Comparison of S100b protein with calmodulin: interactions with melittin and microtubule-associated .tau. proteins and inhibition of phosphorylation of .tau. proteins by protein kinase C

Abstract

To gauge similarities between S100b protein and calmodulin, interactions were observed between S100b and melittin and between S100b and .tau., the microtubule-associated proteins. The interaction of melittin with S100b protein in the presence and absence of calcium was studied by fluorescence polarization, UV differences spectroscopy, and sulfhydryl derivatization. Whether calcium was present or not in the solution, melittin and S100b form a complex of molar ratios up 2:1. Further binding of melittin occurred, but it resulted in precipitation of S100b, as is true of the corresponding case of melittin binding to calmodulin. In the absence of calcium, the interaction of melittin and S100b shielded the tryptophan (Trp) of the former protein and exposed cysteine-84.beta. (Cys-84.beta.) of the latter protein, leaving the tyrosine-16.beta. (Tyr-16.beta.) of S100b unaffected.

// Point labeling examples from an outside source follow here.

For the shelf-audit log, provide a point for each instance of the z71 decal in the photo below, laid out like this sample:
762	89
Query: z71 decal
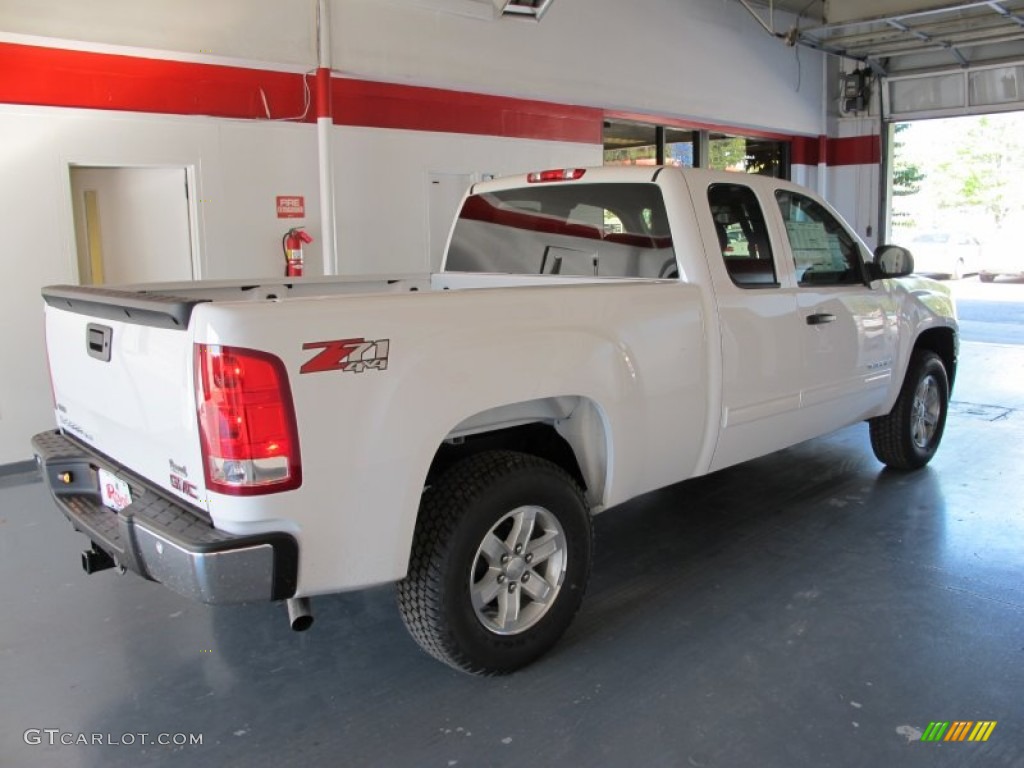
347	355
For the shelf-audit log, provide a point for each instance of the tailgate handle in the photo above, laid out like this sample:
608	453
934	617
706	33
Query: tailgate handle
97	341
820	318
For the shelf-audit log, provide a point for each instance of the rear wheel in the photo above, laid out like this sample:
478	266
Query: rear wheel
500	562
908	436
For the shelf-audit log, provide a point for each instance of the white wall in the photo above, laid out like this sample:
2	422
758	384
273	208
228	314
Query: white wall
240	167
706	59
381	176
854	189
280	31
702	59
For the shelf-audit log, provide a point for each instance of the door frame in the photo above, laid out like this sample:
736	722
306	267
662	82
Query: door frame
192	208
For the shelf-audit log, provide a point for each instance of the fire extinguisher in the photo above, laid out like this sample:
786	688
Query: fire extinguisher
292	246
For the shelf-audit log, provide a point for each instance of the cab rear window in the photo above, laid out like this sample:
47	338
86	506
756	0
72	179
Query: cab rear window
612	230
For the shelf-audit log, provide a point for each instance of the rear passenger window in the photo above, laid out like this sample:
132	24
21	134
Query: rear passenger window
614	230
742	236
823	252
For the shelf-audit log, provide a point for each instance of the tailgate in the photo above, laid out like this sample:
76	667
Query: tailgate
121	364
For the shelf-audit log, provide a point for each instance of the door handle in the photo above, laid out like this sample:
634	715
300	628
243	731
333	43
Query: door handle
820	318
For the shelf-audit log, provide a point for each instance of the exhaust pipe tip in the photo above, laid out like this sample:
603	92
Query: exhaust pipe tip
95	559
300	615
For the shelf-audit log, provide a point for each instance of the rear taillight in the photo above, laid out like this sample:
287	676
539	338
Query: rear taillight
557	174
246	421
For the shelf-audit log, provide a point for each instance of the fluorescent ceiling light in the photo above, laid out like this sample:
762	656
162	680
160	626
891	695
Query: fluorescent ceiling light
525	8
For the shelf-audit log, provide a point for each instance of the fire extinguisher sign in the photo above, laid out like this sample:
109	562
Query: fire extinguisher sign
291	207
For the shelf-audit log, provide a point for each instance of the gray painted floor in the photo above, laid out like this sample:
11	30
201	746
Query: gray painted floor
803	609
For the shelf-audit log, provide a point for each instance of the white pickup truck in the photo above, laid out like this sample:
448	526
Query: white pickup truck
595	334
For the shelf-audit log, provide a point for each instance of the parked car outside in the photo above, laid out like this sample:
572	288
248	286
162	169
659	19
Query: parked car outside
948	254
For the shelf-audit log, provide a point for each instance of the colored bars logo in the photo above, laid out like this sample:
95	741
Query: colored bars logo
960	730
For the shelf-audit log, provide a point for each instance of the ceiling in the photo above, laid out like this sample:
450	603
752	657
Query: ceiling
897	36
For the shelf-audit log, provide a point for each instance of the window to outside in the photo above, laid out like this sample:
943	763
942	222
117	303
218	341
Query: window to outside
680	147
615	230
747	155
742	236
644	143
630	143
824	253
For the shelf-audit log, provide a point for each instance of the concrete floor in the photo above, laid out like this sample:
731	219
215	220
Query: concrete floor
803	609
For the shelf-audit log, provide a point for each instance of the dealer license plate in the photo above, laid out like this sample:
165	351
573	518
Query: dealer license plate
114	492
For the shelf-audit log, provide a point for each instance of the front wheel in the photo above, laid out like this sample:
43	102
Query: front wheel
908	436
500	561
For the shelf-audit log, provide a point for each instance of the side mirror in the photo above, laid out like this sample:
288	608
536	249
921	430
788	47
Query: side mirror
892	261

Calcium addition to the complex partially restored the exposure of Trp of melittin and caused changes in the environment of Tyr-16.beta. (unlike the environmental changes induced for Tyr-16.beta. by calcium in the absence of melittin). The conformational changes induced in S100b by interaction with melittin increased its affinity for calcium and offset the inhibition of calcium binding otherwise observed in the presence of potassium ions. This corroborated the previous finding that S100b affinity for calcium greatly depends on the protein conformation. The phenomena described above are similar to the interactions of melittin with calmodulin and thus suggest that S100b and calmodulin have a common structural domain not only that binds melittin but also that may interact with common target proteins. In support of this suggestion is our observation that S100b, as previously reported for calmodulin, binds to the microtubule-associated protein .tau. in the presence of calcium, a fact that could explain their common calcium-dependent effects on microtubule assembly. Complex formation of .tau. with S100b or calmodulin was confirmed when we discovered that both S100b and calmodulin inhibit the calcium/phospholipid-dependent phosphorylation of .tau. proteins by protein kinase C by interacting with the substrate rather than with the kinase itself.